Schools are said to be responsible for more than 15 per cent of the UK’s annual public sector carbon emissions – the equivalent of 9.4 million tonnes of carbon dioxide. So to remind schools to take action on climate change, the People and Planet Organisation held its annual Go Green Week last week.
PPO education manager Jamie Clarke believes the younger generation is key to changing national habits, and they have the enthusiasm to see it through.
He says, “Students are leading the greening of their schools with innovative activities ranging from “can film” viewings where the entrance fee is a recyclable can, and the green police who are a group of students in charge of inspecting each classroom in their school to make an environmental assessment.”
Using IT differently can have a significant impact on emissions
Using IT differently can have a significant impact on emissions too, particularly by powering down ICT resources when not in use. "During last year's Go Green Week, students at Sibford School in Oxfordshire [pictured above] led a power down week, when all students and teachers were asked to make sure PCs and lights were turned off after use and windows in rooms were closed," says Jamie Clarke. "This resulted in a 24 per cent reduction in energy usage."

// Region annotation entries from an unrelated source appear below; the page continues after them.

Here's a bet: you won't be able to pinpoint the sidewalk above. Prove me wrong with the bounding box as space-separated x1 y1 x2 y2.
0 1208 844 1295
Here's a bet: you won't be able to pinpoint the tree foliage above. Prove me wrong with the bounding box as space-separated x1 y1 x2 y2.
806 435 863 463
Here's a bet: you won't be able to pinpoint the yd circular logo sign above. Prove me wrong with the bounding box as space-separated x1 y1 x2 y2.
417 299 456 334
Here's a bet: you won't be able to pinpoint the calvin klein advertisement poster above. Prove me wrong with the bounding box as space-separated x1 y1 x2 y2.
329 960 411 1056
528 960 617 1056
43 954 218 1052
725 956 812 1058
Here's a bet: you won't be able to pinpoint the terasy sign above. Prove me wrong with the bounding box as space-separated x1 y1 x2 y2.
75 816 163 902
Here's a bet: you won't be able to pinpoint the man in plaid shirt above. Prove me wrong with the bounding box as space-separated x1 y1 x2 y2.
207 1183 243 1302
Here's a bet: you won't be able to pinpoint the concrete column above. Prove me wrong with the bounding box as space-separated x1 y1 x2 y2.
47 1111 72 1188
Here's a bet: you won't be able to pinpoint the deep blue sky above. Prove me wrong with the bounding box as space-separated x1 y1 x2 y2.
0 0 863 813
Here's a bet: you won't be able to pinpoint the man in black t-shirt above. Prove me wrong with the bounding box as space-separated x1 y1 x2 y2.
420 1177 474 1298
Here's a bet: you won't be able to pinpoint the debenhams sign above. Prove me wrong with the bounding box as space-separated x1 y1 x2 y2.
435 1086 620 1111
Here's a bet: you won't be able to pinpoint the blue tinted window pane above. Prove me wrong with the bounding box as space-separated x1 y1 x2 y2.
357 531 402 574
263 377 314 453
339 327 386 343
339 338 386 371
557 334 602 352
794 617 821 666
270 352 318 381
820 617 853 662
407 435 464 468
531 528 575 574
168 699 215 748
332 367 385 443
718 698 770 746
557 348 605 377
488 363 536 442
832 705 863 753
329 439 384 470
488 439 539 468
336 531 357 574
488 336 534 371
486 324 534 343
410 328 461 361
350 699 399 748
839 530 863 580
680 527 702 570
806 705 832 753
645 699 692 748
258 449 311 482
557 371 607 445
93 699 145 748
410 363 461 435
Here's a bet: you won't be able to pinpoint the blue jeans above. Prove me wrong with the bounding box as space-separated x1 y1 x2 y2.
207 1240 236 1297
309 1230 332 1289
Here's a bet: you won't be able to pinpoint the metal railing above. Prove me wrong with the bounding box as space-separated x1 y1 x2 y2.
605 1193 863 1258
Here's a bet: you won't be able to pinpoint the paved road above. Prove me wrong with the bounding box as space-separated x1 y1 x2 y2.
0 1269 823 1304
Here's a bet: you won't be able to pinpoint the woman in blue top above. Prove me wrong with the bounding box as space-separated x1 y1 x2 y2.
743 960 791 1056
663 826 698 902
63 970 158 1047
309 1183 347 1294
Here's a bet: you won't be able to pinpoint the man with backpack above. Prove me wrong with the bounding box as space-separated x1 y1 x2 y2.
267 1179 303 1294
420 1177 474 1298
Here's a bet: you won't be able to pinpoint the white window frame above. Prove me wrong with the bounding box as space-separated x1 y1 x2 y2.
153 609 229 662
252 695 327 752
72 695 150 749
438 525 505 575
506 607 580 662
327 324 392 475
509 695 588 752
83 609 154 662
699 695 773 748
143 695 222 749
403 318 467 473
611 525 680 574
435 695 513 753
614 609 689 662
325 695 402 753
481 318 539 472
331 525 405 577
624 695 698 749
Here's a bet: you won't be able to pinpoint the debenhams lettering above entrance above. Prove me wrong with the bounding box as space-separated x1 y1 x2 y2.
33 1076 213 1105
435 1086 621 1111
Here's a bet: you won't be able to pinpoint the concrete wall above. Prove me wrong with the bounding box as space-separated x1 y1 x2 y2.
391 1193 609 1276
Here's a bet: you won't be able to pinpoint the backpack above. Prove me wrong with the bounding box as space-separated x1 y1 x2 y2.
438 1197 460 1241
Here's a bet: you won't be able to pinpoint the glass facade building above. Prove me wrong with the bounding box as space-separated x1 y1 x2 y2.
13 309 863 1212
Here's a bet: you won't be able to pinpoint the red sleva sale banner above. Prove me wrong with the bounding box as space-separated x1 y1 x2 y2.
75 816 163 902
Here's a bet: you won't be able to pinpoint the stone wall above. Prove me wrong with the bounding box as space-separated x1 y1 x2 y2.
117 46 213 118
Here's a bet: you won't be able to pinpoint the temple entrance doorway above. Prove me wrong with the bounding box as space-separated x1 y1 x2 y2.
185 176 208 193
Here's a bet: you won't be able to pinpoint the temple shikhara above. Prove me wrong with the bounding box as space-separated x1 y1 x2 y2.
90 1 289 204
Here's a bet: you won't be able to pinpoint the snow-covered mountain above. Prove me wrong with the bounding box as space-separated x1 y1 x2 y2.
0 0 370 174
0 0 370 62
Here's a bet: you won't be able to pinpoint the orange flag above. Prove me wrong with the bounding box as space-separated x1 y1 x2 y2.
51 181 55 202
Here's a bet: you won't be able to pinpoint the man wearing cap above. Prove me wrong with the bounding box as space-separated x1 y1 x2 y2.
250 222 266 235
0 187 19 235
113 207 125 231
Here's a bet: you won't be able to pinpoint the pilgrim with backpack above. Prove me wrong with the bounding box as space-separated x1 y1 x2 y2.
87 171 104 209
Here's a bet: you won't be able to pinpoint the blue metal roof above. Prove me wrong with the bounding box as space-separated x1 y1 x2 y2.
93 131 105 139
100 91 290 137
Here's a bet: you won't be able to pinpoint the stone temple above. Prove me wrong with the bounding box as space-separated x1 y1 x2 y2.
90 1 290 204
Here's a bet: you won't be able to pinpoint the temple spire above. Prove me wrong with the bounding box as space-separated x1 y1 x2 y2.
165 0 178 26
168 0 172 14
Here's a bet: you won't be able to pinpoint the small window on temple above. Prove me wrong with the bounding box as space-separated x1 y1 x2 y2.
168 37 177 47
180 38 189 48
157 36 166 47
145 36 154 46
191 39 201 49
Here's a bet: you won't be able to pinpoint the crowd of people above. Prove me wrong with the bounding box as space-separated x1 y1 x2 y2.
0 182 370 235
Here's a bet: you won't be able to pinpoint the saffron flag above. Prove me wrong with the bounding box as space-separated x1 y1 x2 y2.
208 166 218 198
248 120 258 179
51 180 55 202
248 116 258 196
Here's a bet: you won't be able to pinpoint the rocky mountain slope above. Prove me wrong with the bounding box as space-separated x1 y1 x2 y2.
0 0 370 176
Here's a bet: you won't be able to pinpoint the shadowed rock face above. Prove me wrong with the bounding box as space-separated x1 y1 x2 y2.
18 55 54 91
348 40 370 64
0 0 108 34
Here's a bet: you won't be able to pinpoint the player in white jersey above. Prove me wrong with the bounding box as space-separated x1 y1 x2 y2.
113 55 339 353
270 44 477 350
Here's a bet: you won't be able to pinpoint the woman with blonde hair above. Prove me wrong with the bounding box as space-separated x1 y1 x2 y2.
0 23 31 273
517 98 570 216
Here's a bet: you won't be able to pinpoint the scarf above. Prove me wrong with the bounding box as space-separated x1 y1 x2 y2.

The only issue with this is the human factor – the students and teachers have to remember to do it. Redbridge local authority has been trialling software that will automatically power down computers when not in use. Verismic Power Manager monitors and controls PC usage. “We tested the software for two weeks in one of our primary schools,” says Gary Jelks, ICT services delivery manager at Redbridge LA. “Energy consumption was reduced by 32 per cent during that time. We plan to offer this product to all of our primary schools.” Verismic state that this reduction in energy usage would save a secondary school with 600 computers around £13,000 per year.
Schools can also do their bit for the environment by reducing the amount of paper wastage and more economical use of printers will help. Colmers School in Birmingham has been monitoring their print use since September 2009, when the print volume was in excess of 400,000 from 70 printers. By introducing print management software, replacing old printers with more efficient ones, assigning maximum print credits to students and giving departments responsibility for their print use, the school has so far reduced print volume by over 168,000.
Kevin Tranter, network manager at Colmers School says, “We forecast our savings would be in the region of £20,000 in 2010-11. Six months into the project, we found that we were saving in excess of our targets.” Environmentally, the project will be saving 40,000 hours of electricity, roughly equivalent to two trees and more than 1200kg of carbon dioxide.
Blatchington Mill School has also managed to reduce their paper output by distributing their reports electronically using SIMS Learning Gateway, Capita’s secure system for sharing pupil data with teaching staff and parents. “We would have used approximately 190,000 pages to produce our reports across the school per year. Switching to online has saved us over £3000 in consumables,” says Mark Leighton, assistant head at Blatchington Mill secondary school in Hove. “The majority of parents prefer this method of reporting as they receive more regular updates on their child’s progress.”